2017 Beaverhead 100k - Spot the DNFer

Spot sits atop yet another DNF runner. It's been an excruciating few weeks for Spot, after gracing Jim Walmsley's head and shelling out bad luck to Gunhild, Bree and Kaci. Only Kaci escaped the DNF monkey. My Beaverhead 100k run came to a halt after 27 miles and 7 hours. How we got here is a long, sordid story full of mystery, intrigue, conspiracy, and a cow-duck hybrid.

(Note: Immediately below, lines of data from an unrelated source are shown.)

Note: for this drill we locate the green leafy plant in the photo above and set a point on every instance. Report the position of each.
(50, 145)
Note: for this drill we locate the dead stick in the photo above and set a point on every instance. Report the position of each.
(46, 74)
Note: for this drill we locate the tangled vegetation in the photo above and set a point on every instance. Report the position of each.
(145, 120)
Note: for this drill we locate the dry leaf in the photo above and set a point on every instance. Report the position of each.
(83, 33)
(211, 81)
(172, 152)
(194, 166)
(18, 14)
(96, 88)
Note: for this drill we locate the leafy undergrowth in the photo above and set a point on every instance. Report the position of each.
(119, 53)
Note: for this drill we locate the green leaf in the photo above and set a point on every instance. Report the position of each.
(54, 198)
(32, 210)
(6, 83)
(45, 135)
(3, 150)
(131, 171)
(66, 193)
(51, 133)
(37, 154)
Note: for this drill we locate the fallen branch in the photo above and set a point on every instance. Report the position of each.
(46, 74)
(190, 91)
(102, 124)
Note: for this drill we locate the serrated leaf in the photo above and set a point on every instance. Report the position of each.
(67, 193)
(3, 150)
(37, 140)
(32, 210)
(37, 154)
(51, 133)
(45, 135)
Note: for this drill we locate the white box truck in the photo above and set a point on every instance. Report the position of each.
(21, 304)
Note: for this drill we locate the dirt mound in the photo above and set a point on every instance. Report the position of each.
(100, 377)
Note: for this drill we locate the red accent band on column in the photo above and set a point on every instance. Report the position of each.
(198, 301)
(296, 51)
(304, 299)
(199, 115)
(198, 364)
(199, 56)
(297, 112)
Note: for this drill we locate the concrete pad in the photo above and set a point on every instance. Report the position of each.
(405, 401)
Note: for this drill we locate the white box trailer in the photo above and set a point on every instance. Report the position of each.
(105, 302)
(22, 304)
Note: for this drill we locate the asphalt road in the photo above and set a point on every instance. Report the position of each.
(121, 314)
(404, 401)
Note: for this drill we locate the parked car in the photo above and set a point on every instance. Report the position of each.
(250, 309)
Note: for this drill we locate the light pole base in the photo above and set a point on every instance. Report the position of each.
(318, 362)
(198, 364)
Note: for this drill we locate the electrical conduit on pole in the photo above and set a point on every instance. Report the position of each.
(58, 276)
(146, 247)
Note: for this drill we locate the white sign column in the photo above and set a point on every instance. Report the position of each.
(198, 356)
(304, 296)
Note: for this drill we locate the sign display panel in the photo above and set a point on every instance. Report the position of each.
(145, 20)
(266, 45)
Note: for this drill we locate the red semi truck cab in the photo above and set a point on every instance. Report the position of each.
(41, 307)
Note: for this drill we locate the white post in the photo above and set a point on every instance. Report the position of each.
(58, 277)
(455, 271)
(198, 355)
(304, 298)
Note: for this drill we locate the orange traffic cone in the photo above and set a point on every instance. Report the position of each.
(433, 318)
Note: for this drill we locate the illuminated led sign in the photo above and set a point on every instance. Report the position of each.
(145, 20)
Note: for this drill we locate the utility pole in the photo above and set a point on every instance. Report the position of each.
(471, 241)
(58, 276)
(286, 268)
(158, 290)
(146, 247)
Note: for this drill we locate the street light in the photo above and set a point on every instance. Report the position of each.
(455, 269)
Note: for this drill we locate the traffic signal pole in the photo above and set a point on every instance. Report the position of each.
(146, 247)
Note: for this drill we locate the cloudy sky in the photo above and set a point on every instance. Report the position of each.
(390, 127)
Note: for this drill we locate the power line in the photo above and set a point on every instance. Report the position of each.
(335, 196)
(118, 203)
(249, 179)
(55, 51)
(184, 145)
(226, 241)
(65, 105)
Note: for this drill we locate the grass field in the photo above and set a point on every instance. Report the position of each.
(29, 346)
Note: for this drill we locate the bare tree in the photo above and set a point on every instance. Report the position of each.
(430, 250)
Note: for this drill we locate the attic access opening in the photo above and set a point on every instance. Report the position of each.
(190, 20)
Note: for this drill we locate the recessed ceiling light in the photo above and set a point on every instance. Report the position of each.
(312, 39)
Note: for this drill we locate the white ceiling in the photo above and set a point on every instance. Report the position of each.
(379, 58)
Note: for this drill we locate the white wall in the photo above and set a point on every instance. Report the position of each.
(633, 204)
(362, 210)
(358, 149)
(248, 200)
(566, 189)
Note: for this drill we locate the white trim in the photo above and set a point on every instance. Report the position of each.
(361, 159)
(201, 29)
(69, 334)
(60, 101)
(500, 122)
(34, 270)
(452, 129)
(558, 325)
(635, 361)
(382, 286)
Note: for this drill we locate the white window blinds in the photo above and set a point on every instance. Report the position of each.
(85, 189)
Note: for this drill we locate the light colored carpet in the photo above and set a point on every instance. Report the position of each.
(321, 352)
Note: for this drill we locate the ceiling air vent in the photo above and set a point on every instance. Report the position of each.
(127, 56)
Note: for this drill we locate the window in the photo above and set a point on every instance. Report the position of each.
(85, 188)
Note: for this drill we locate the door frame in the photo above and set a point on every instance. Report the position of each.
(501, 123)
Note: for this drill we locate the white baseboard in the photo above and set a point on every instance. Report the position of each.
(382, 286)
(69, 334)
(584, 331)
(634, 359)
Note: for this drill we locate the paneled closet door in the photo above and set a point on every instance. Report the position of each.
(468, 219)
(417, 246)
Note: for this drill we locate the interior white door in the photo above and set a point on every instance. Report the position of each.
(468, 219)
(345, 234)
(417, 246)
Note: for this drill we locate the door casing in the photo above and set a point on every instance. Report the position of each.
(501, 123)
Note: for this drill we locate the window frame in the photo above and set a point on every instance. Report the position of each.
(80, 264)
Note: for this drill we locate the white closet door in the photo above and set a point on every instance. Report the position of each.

Two years ago, a conspiracy worthy of Infowars began when my wife, along with 75+ associates, plotted a surprise birthday party for her mother. The best part of the surprise was that her birthday was in January but the party was in July. No one expects a birthday party 6 months after their birthday! I suspect my wife is planning to hold my 70th birthday party 20 years early.

Anyway, to create a diversion or just to satisfy my own self-flagellation, I signed up for the Beaverhead 100k set a few days post-party. Other than elevation mostly between 9 and 11,000 ft and 3 miles of scree, it looks pretty reasonable on paper. With just 12k ft of gain and a long downhill finish, it appeared easier than most of my other 100k races. If only we could race on paper. At least today, rock beats paper. I ran 4 RPM - hitting 4 rocks per minute but miraculously avoiding a hard fall.

In my rush to Salmon, ID, I forgot to pack my usual race breakfast - hard boiled eggs and avocado. It couldn't be that hard to find, right? I got to Nature's Pantry, a local organic food store, at closing time hoping it was my best shot in this small, remote town. While they didn't carry boiled eggs, the store owner, Kate, was kind enough to make some at home and drop them off at my hotel. It was kismet. OK, it was the highly less romantic kind involving chicken eggs, but kismet, nonetheless. Thanks, Kate!

If you stare at the map of Montana long enough, they say that you can see the profile of Chief Joseph looking westward. I used to live in Hamilton, which is deep up the chief's nose. Beaverhead is a long point-to-point run, along the Continental Divide Trail that also defines the Montana-Idaho border. We'd run up the Chief's chin. 

The Beaverhead 100k ends near Salmon, Idaho, starting after a long bus ride to the south to Bannock Pass, on the Continental Divide at 7,700 ft elevation. This would be the low point on the course other than the finish. It's said that the views will take your breath away. Even if you can't appreciate the views, with most of the race above 8,500 ft, your breath will be taken away whether you like it or not.
Race start under a full moon at 5 AM
Spot the trail
Spot the bear grass
Spot the CDT

Views to die for. Well, I felt like I was dying anyway.

Montana, Idaho. Wheat, potato. Evil Knievel, Napoleon Dynamite. Greg Gianforte, Pedro. There are lots of differences between the two states but from up here, both sides were stunning to see in the early morning sun. Both sides also stunk because cows shit the same no matter which state they are in.

My day went south early. My leg weren't turning over. Hamstrings and calves got tight forcing me to step lightly as if I was wearing a little black dress in high heels. As I looked at other runners, I got a tinge of weenus envy at their normal sized elbows. My left elbow had swollen for two weeks, olecranon bursitis, but the swelling usually subsided overnight. Until, two days before the race. 16 hours before race start, the urgent care doctor drained a tiny amount of fluid and gave me an antibiotic. The swelling went down a little by race morning, but by mile 13, my whole arm was following the weenus lead. 
My giant swollen weenus, the day before the race
13 miles in
Fighting off the infection and the antibiotic may have done me in. Heart thumping on small climbs. Unable to run flats. And the kicker, barely able to even run down hills. Spot didn't bless me with any good luck. Neither did my cow shaped rubber duckie.

I knew my race was over by mile 6. I pushed on, if for no other reason than to enjoy the scenery. I arrived with Rich at mile 27 over an hour behind expected time. We both dropped there at Lemhi Pass. For me, after a medic confirmed my arm was getting worse and that I should rest/ice/elevate the shit out of it. Technically, it's still an ultramrathon, so there's that. And I paid separately for the race hat, so I have the hat, finisher or not.

Post race, we stopped for a picnic along a creek. Sounds idyllic, but I have to say, this was the worst beer ever. Having DNF'ed, I felt like I deserved this crap beer. Next race, I'll have my wife bring two beers - this one, as punishment for DNF, and any other beer as reward for finishing. Hell, I may even podium wth that kind of disincentive.

A beer worthy of a DNFer
I do wish I had been able to run the alpine section on the second half of this course. It's up there somewhere. Ironically, I lamented to Audrey that had it not been for the race, I would have spent my week in Montana climbing up the Bitterroot Mountains every day to its alpine lakes. C'est la vie. That's short in French for you're a loser, deal with it.